Old Europe / Ric Hern


Groo Salugg said...

I think the steppe ancestry of Uralics is actually Steppe_MLBA (75% Yamna, 25% EEF), rather than pure Yamna, is that correct?
The similariies between IE and Uralic are indeed deep and striking, but there is very few of them. There are orders of magnitude more features where IE and Uralic are completely different.
Overall it looks rather like an IE influence on Uralic then a (reasonably recent) common origin.

There is no N1c in Yamna.
Autosomaly, Yamna and Afanasievo are identical, their YHgs are sister clades.
Almost certainly these cultures (and CWC) spoke (dialects of) the same language.

There is N1c in Okunevo, though a different subclade.
The could have been higher variety of the Hg initially, that got subsequently reduced due to the pruning effect of the IE culture.
I do not see an easy way for a foreign male Hg (and potentially language) to enter an IE culture, but in Okunevo it apparently happened.
That said, it could have started as an originally Indo-Iranic expansion north, that got later somehow dominated by local foragers.

Shaikorth said...

@Groo Salugg

Okunevo's N1c is apparently this: , a branch formed considerably before Okunevo and its predecessor cultures. Looks too old and diverged for Uralic or Indo-European timeframes. Besides a few Turkic tribes and Okunevo itself it's been found in one of the later (autosomally Okunevo-admixed) Baikal HG's suggesting Okunevo spread east if it spread at all. Overall it looks like a dead end, as does Afanasievo - if it actually can be proven to be ancestral to Tocharian it just took longer to disappear.

J Pystynen said...

Don't read too much into the results: this entire study is distance-based instead of ancestral state reconstruction based (says so right in the name).

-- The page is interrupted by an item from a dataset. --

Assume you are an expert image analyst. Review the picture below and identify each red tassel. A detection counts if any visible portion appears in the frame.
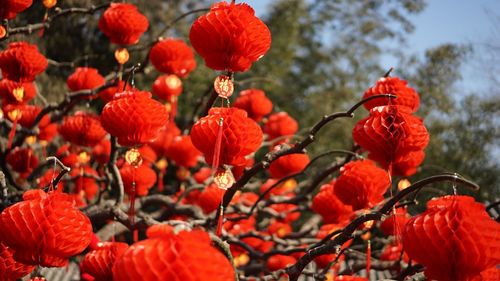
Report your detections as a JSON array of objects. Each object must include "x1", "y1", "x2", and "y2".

As such it will likely latch on to spurious similarities instead of real etymological connections, and also fail to usefully root anything at all. This explains e.g. the bizarre neighbor-joining tree in Fig. 5, which shows Indo-European as paraphyletic versus everything not-IE-or-Uralic in a single branch … which should be all you need to know about the reliability of this type of study.